Seis: Se ha dicho, y el mismo director es uno de los que ha insistido en esta filiación, que ésta es una película de actores (tres muy buenos: Pablo Fernández, Jorge Arturo Lora y Alejandro Molina). Lo es, en buena medida: no es difícil imaginarse que sin ese trabajo de los tres principales la cosa no hubiera funcionado. Hay, sin duda, momentos en los que, por ejemplo, Molina (que interpreta al ladrón de poca monta y lumpen, al colla del grupo) tiene que lidiar con diálogos flojos, cercanos al cliché. Pero por lo general las actuaciones son casi impecables. De hecho, uno de los peligros más evidentes de un proyecto como éste (de director primerizo) era, en cambio, optar por disimular esos límites “teatrales” abusando de la cámara (es decir, convirtiendo el relato en un repertorio de todos los planos interesantes que se pueden imaginar en un espacio reducido). Pero no: la cámara, felizmente, no interfiere y es más bien discreta, precisa, madura en su decisión de no meterse mucho en el asunto.
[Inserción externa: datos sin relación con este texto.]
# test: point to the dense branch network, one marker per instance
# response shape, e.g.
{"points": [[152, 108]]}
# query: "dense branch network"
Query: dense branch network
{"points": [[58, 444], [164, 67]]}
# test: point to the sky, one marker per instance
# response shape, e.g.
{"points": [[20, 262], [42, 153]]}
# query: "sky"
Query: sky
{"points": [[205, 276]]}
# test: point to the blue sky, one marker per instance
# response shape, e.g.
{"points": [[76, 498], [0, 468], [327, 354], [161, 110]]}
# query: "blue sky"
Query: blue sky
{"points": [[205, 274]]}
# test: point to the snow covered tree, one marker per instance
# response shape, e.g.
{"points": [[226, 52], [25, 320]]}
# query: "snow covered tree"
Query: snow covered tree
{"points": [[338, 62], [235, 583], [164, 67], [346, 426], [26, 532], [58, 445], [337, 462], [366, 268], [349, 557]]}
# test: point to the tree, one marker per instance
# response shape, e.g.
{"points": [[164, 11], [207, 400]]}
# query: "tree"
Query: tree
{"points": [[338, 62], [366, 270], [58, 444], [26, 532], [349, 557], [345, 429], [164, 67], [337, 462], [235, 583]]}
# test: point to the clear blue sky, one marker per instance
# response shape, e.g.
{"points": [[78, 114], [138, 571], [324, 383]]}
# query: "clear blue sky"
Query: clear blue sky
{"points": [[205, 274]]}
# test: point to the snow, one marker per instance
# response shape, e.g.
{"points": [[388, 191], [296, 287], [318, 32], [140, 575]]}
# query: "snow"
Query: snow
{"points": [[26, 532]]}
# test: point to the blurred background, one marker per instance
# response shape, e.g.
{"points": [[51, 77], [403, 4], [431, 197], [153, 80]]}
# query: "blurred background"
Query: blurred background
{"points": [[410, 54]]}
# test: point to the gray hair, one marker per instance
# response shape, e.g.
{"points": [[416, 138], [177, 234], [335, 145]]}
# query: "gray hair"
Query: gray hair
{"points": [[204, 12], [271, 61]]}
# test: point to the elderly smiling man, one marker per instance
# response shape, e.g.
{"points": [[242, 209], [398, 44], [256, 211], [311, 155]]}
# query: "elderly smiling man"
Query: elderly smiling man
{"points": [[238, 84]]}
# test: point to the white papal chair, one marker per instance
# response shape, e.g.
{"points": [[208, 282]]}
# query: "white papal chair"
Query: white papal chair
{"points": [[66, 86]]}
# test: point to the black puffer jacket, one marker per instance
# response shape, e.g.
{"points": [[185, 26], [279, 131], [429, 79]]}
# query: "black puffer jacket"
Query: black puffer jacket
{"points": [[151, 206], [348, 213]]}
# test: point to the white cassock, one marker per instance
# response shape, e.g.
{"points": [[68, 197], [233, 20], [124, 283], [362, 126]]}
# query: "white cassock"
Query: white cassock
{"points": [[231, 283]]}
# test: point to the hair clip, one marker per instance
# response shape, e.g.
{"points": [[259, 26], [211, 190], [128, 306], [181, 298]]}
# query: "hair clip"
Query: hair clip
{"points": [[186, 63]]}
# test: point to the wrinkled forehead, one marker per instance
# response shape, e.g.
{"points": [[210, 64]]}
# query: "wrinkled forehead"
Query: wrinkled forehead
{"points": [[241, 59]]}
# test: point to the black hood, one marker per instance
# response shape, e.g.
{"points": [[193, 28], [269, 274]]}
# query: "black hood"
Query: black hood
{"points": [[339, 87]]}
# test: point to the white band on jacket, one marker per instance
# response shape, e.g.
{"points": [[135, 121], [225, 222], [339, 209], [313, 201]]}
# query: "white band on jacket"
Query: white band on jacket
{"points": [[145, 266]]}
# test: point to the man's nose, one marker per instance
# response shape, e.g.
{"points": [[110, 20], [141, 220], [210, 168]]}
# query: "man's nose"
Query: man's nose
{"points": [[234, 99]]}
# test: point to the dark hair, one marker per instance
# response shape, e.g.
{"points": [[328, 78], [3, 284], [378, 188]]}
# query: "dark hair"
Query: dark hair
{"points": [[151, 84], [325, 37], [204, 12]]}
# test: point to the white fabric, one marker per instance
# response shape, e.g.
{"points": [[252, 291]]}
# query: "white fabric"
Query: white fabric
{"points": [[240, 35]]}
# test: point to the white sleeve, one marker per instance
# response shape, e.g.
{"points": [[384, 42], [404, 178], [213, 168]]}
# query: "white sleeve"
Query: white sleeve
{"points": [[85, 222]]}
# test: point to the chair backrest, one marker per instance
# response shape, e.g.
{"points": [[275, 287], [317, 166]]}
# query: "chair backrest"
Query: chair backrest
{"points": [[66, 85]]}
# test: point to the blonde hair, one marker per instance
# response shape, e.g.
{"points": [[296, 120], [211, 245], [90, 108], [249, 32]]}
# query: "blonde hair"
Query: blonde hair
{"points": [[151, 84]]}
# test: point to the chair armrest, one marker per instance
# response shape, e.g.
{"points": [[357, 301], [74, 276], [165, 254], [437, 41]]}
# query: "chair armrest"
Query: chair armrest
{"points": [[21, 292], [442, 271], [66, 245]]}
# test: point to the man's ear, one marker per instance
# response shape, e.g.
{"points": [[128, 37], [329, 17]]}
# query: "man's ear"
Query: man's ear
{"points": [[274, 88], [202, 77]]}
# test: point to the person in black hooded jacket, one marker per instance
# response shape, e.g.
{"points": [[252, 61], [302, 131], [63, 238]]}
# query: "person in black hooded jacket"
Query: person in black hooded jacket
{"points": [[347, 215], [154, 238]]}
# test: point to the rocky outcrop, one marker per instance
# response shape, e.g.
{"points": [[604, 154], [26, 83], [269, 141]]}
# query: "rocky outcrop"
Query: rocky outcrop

Siete: Quizá agotada con su propia y buscada claustrofobia dramática, la película explora cambios de registro (hacia el humor, generalmente). Intenta incluso que esos cambios sean formales: diferente textura fotográfica, efectos especiales. Por ejemplo, se nos ofrece un encuadre general: al principio y final de la película vemos imágenes de televisión que, con una reportera profiriendo estupideces de antología, señalan a aquello que rodea al ascensor. Este encuadre es útil, entre otras cosas porque tiene el tino de hacer del exterior un simulacro (imágenes de tv, panorámicas de postal). Pero en uno de esos cambios de registro la película coquetea con el riesgo de arruinar lo que en ella sí funciona: las secuencias dedicadas a Rambo, guardia del edificio, cuarto personaje central, relevo cómico. Caricaturesco (prestado de una mala comedia gringa), sobreactuado, su intrusión nos mueve incluso a sospechar que la relativa sobriedad del resto fue alcanzada por azar. Es más: Rambo introduce un desbalance en una de las fortalezas del guión: el contrapunto entre una ciudad ausente (pues está de fiesta, vacía, casi una maqueta) y el interior del ascensor.  

Ocho: Otro de los discretos logros de la película es el final. A diferencia de Hospital Obrero (que extrae una deslucida moraleja “humanista” de la convivencia forzada de sus personajes) o de Zona Sur (que no sabe si optar por la alegoría o la nostalgia), El ascensor termina de la única manera en que podía hacerlo bien: en vez de resolver algo que no se puede resolver en una película (¿qué va a pasar con sus historias en el mundo de afuera?), suspende el relato y acaba con sus personajes. En ello, el suyo es un final feliz.

Y medio: Llegar a ver El ascensor fue para mí una experiencia cercana a la tramitación de un carnet: un proceso entre absurdo y exasperante. Luego de consultar en más de un medio escrito el horario de las funciones, opté por sacarme tiempo un lunes en la noche. Al llegar a la Cinemateca Boliviana descubrí en la boletería que la información enviada a los medios era incorrecta: era otra la cinta que se proyectaba en esa sala a la 19:00 (información “correcta” sólo disponible en la boletería, pues en el resto de la Cinemateca los variados cartelitos repetían la información equivocada). Ya que estaba allí, decidí ver lo que daban (una película canadiense, parte de un ciclo). En la entrada de sala, me mandaron a otra, de video. Y en la sala de video, esperé 25 minutos a que alguien, incluyendo el “proyeccionista”, se apareciera. Sin suerte. Me fui. Este irresponsable juego de sillas chinas al parecer fue desencadenado para abrirle espacio a una cinta taquillera, 2012, de uno de los mayores fabricantes de bodrios del cine hollywoodense: Roland Emerich, ese de Día de la Independencia.